在使用PostgreSQL内建的pg_create_restore_point函数创建还原点时用到XLogRestorePoint :

src/backend/access/transam/xlogfuncs.c

/*
 * pg_create_restore_point: a named point for restore
 */
Datum
pg_create_restore_point(PG_FUNCTION_ARGS)
{
        text       *restore_name = PG_GETARG_TEXT_P(0);
        char       *restore_name_str;
        XLogRecPtr      restorepoint;
        char            location[MAXFNAMELEN];  

        if (!superuser())
                ereport(ERROR,
                                (errcode(ERRCODE_INSUFFICIENT_PRIVILEGE),
                                 (errmsg("must be superuser to create a restore point"))));  

        if (RecoveryInProgress())
                ereport(ERROR,
                                (errcode(ERRCODE_OBJECT_NOT_IN_PREREQUISITE_STATE),
                                 (errmsg("recovery is in progress"),
                                  errhint("WAL control functions cannot be executed during recovery."))));  

        if (!XLogIsNeeded())
                ereport(ERROR,
                                (errcode(ERRCODE_OBJECT_NOT_IN_PREREQUISITE_STATE),
                         errmsg("WAL level not sufficient for creating a restore point"),
                                 errhint("wal_level must be set to \"archive\" or \"hot_standby\" at server start.")));  

        restore_name_str = text_to_cstring(restore_name);  

        if (strlen(restore_name_str) >= MAXFNAMELEN)
                ereport(ERROR,
                                (errcode(ERRCODE_INVALID_PARAMETER_VALUE),
                                 errmsg("value too long for restore point (maximum %d characters)", MAXFNAMELEN - 1)));  

        restorepoint = XLogRestorePoint(restore_name_str);  

        /*
         * As a convenience, return the WAL location of the restore point record
         */
        snprintf(location, sizeof(location), "%X/%X",
                         restorepoint.xlogid, restorepoint.xrecoff);
        PG_RETURN_TEXT_P(cstring_to_text(location));
}

经过以上介绍以后, 我们知道recoveryStopsHere开头部分的逻辑决定了PITR恢复可以选择截止在:

1. 事务结束时(COMMIT/ABORT);

2. 或者是用户使用pg_create_restore_point创建的还原点;

recoveryStopsHere接下来的部分针对recovery.conf中的配置, 判断是否截止恢复.

截至点的用法解说

在文章开头我们还提到了3个还原目标(target) :

(recovery_target_xid, recovery_target_time, recovery_target_name)

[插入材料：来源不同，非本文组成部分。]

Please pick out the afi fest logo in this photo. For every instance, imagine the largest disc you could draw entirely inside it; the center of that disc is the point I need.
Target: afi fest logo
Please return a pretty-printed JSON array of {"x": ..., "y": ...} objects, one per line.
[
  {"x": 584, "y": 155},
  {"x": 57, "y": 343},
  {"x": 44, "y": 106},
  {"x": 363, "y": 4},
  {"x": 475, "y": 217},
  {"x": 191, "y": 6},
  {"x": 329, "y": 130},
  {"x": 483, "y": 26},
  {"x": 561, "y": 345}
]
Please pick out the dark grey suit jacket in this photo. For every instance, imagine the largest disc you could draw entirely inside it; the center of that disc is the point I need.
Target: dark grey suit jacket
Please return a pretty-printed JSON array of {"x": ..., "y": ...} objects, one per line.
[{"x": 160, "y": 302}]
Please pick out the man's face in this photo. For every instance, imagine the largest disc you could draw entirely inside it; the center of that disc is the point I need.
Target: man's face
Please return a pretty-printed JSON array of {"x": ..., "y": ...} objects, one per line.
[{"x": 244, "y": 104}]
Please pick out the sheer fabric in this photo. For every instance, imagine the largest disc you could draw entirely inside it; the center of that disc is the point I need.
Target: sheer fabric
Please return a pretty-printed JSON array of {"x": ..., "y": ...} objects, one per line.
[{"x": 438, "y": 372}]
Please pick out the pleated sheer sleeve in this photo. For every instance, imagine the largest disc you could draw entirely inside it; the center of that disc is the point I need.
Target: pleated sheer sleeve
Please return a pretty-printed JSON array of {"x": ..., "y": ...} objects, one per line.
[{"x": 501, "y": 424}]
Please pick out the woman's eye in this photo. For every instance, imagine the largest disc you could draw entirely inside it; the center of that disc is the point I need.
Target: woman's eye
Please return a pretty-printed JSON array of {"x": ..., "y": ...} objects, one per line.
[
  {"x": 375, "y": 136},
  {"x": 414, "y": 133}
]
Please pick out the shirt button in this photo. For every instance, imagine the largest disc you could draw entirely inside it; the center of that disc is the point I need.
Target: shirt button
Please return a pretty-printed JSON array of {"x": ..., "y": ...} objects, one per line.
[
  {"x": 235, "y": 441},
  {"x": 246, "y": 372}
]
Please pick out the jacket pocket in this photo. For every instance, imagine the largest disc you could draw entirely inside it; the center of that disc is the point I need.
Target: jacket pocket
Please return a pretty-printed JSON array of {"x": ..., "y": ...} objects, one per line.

1. 未设置任何截至目标, 只返回false, 所以不会停止

        / Do we have a PITR target at all? /
        if (recoveryTarget == RECOVERY_TARGET_UNSET)
        {
                /*
                 * Save timestamp of latest transaction commit/abort if this is a
                 * transaction record
                 */
                if (record->xl_rmid == RM_XACT_ID)
                        SetLatestXTime(recordXtime);
                return false;
        }

RECOVERY_TARGET_UNSET 取自

src/include/access/xlog.h

/*
 * Recovery target type.
 * Only set during a Point in Time recovery, not when standby_mode = on
 */
typedef enum
{
        RECOVERY_TARGET_UNSET,
        RECOVERY_TARGET_XID,
        RECOVERY_TARGET_TIME,
        RECOVERY_TARGET_NAME
} RecoveryTargetType;

2. recovery_target_xid 与 XLogRecord->xl_xid进行比较.
xid作为恢复目标时, recoveryTargetInclusive只影响日志输出(recoveryStopAfter).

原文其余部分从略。